Kannst ja endlich Bundeskanzler werden, sage ich. Weil das schon immer meine Idee für ihn war. Er hat eine echt seltene Mischung von Eigenschaften: Er ist uneitel und selbstbewusst. Er trägt gern Verantwortung, trifft gern Entscheidungen, aber muss nicht im Mittelpunkt stehen. Herausforderungen nimmt er spielerisch. Er hat immer Lust aufs nächste Level.

Also jetzt?

Er zuckt die Schultern. Keine Ahnung.

Wir latschen um den Teich, Runde um Runde, bis die Biere alle sind und wir klitschnass. Und ich kapiere erst nach und nach: Flix ist echt auf der Suche.
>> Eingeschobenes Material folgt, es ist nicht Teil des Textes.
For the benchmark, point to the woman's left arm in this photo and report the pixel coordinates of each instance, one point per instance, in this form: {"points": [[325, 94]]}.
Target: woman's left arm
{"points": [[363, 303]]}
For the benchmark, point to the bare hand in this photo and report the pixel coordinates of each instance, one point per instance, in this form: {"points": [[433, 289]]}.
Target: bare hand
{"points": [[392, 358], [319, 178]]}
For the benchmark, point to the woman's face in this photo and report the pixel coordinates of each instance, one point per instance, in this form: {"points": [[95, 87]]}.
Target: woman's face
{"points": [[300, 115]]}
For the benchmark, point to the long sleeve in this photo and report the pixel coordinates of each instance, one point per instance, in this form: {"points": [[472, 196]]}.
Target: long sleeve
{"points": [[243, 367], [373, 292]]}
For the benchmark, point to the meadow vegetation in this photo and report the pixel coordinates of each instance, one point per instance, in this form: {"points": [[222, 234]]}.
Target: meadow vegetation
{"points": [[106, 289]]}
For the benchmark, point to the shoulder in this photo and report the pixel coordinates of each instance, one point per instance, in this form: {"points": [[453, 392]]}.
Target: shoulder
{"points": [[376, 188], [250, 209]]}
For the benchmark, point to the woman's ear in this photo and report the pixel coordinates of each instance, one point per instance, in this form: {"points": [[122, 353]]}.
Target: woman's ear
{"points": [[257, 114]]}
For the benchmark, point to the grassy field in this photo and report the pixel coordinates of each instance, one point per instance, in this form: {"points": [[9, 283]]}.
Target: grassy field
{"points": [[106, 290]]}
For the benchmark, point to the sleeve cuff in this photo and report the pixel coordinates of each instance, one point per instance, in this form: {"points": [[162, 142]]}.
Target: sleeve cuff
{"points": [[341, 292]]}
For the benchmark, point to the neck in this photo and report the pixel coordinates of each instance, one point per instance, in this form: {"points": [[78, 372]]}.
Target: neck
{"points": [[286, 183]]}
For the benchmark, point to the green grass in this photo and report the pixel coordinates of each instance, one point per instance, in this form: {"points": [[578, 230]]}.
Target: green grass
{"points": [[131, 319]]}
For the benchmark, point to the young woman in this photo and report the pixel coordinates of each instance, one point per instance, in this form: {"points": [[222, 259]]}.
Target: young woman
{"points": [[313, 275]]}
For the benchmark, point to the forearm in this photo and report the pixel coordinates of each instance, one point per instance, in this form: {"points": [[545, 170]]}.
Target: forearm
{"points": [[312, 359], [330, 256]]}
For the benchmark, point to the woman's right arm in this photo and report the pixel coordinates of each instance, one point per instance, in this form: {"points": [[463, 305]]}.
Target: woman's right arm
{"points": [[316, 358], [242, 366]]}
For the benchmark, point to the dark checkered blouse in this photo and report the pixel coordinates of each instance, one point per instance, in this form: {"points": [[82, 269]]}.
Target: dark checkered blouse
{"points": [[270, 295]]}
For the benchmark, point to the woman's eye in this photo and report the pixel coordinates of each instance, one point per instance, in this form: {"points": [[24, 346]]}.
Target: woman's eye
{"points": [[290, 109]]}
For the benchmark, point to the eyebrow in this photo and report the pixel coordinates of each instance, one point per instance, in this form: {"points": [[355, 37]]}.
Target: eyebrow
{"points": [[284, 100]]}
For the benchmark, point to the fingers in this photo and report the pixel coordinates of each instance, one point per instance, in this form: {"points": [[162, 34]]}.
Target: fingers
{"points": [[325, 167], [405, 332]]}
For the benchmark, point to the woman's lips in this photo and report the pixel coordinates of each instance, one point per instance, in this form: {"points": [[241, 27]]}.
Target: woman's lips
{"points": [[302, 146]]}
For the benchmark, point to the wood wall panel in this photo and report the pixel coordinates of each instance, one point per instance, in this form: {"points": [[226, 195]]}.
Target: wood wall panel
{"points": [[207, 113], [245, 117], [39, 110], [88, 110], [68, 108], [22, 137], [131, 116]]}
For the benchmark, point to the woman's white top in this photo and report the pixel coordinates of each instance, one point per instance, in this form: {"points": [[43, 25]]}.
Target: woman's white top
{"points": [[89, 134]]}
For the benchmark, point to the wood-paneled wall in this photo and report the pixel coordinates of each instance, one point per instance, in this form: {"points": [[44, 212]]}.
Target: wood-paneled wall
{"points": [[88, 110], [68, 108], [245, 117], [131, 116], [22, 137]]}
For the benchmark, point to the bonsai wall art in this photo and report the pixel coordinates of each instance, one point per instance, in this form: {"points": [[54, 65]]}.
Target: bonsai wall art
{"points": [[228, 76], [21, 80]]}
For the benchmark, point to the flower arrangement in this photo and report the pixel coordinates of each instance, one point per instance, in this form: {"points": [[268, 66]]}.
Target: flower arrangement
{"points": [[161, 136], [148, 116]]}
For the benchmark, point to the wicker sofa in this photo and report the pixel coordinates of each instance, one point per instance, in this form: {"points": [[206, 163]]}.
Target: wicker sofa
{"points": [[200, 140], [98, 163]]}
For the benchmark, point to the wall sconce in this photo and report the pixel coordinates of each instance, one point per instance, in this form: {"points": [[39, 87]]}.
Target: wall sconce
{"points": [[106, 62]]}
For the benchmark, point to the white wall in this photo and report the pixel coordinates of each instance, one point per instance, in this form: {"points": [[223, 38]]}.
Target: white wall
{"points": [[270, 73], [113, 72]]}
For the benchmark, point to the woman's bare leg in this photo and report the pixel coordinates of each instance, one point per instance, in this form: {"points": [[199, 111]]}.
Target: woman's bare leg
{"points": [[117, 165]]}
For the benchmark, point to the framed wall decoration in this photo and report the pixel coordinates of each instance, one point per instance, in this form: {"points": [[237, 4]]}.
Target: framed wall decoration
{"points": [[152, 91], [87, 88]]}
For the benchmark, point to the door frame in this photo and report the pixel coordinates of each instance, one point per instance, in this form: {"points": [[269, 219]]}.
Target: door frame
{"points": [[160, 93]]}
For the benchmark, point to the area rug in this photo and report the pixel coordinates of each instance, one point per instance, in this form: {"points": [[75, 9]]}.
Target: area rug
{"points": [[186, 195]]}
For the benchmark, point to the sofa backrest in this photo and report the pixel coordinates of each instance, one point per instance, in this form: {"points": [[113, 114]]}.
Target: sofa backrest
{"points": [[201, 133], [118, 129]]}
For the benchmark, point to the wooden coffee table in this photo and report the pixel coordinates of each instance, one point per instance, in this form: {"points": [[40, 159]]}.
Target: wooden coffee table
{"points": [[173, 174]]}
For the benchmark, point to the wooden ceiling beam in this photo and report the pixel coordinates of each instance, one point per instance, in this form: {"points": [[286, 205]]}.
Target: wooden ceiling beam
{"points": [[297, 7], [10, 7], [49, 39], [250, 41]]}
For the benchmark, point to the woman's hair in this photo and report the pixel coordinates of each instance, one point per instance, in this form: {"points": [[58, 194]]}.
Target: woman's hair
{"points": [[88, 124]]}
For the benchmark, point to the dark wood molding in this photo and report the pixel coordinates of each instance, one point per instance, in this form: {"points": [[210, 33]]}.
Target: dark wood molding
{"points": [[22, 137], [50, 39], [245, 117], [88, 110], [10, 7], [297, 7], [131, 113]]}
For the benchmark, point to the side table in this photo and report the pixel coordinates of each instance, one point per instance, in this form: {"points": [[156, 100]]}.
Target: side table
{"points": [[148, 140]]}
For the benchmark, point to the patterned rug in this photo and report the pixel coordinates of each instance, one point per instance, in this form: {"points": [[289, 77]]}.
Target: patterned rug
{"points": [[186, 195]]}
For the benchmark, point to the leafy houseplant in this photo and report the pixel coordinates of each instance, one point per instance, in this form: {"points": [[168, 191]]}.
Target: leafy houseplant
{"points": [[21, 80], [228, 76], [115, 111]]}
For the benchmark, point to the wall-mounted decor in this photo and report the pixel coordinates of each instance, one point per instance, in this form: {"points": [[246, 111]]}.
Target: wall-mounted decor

Wie vielleicht noch nie in seinem Leben. Er wird ziemlich sicher nie wieder in seinem Leben finanzielle Sorgen haben - und genau das macht alles so schwierig.

Wir schütteln uns und treffen eine Abmachung: Nächsten Monat fahren wir zusammen in Urlaub, irgendwohin, wo es nicht regnet, Mallorca vielleicht. Feiern seinen Geburtstag und nehmen uns Zeit, um über seine Situation zusammen nachzudenken.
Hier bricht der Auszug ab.